— Хватит! — и обрывают канитель, пропадая вместе с глазами. Жалятся.
Только отзвук в комнате… только их шорох еще здесь, я слышу…
А за окном гремит. А за окном, мерцая, светит молния. Как в субботу у Джаспера. И от этой молнии мне некуда прятаться, моего спасителя нет рядом…
Я ворочаюсь всю ночь, так и не успокоившись. Я то кричу, то плачу, то смеюсь, поражаясь своему из ниоткуда взявшемуся безумию. Я не понимаю себя, и мне страшно от этого. Впервые «пыль» возымела такой эффект. Впервые мне настолько нехорошо.
…Утром, часов в пять, едва успевшую добежать, меня рвет в туалете.
Потом еще раз, ближе к шести — желчью.
Я глотаю таблетки, но они нисколько не помогают — наверное, беру не те. Аптечка чересчур большая.
…В восемь просыпаюсь и больше не могу заснуть. Голова раскалывается, губы пересохли, а слева, прямо под ребрами, покалывает. Одеяло теплое, а я дрожу. Будто в комнате отключили отопление.
Но притом хочется пить. Очень, очень хочется… а сил сползти с кровати нет.
…К одиннадцати мне начинает казаться, что я умираю. Ничем не могу отвлечь себя от ужасных ощущений по всему телу. Ничем не могу их остановить.
А потому, крупно дрожа и закутавшись в одеяло, я заставляю себя подняться, держась за высокую спинку. Встаю. Иду вниз.
Мне нужна Розмари. Мне нужно, чтобы Розмари вызвала мне доктора… это слишком далеко зашло!
Едва не плачу, когда приходится спускаться с лестницы. Кусаю губы до крови, сжимаю до побелевших пальцев поручень, но иду. Представляю себе Джаспера. Не хочу умирать в понедельник — лучше в воскресенье, вечером. Хочу еще раз его увидеть… хочу еще раз почувствовать его.
— Девочка…
— Сладкая…
— Опять моя!..
Однако когда спускаюсь на первый этаж — к своей цели, — понимаю, что слишком поздно для мечтаний об избавлении.

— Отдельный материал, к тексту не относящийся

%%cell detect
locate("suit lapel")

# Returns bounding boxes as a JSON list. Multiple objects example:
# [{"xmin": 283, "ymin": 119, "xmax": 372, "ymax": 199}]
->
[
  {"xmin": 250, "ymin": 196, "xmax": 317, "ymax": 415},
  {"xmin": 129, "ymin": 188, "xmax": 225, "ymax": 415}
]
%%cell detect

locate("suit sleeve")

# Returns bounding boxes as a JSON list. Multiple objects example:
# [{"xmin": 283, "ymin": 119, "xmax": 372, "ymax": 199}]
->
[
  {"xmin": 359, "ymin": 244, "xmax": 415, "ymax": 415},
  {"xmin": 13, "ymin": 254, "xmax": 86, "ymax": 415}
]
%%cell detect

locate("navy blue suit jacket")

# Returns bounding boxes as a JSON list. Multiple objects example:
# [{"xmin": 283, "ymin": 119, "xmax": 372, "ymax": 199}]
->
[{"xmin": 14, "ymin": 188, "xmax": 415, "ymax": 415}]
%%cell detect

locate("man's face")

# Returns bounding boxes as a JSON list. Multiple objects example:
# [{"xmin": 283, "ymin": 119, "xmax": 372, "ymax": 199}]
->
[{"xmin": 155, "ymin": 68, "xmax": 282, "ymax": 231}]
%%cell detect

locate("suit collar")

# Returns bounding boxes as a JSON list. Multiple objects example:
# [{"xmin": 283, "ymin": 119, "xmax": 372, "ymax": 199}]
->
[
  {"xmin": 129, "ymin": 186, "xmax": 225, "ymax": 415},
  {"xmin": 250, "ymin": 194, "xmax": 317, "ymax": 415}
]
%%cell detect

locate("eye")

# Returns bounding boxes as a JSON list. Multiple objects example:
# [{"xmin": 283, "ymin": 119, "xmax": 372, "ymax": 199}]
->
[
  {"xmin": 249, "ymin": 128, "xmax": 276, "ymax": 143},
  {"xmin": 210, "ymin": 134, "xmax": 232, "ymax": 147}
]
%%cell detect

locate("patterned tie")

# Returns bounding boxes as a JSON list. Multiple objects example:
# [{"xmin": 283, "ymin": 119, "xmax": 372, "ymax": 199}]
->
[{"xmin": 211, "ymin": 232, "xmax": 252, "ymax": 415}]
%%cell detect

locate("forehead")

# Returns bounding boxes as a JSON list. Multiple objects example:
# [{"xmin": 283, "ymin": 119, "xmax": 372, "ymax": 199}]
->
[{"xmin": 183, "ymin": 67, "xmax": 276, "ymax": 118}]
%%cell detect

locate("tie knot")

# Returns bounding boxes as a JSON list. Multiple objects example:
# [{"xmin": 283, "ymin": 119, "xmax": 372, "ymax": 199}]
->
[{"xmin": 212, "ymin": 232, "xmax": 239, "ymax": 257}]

Реальность настигла, а бушующее вокруг пламя спалило — как изнутри.
Те глаза из видения, что обещали куда-то меня увести, что пугали меня и заставляли плакать, снова появляются в пространстве. И снова смотрят на меня своим блестящим взглядом — несмелым и заинтересованным, правда, теперь еще и с ужасом, не давая вздохнуть.
Теперь я знаю их цвет — аметистовый — и окончательно убеждаюсь, что последняя точка поставлена. Такого не бывает.
— Изабелла?..
На нем темный костюм с традиционной белой рубашкой, застегнутой на все пуговицы, тесный черные галстук и, как полагается, идеально отутюженный белоснежный воротничок. В тишине палаты его туфли, к сожалению, издают слишком много шума, когда он меряет ее шагами, но Рональда, похоже, ничуть это не цепляет.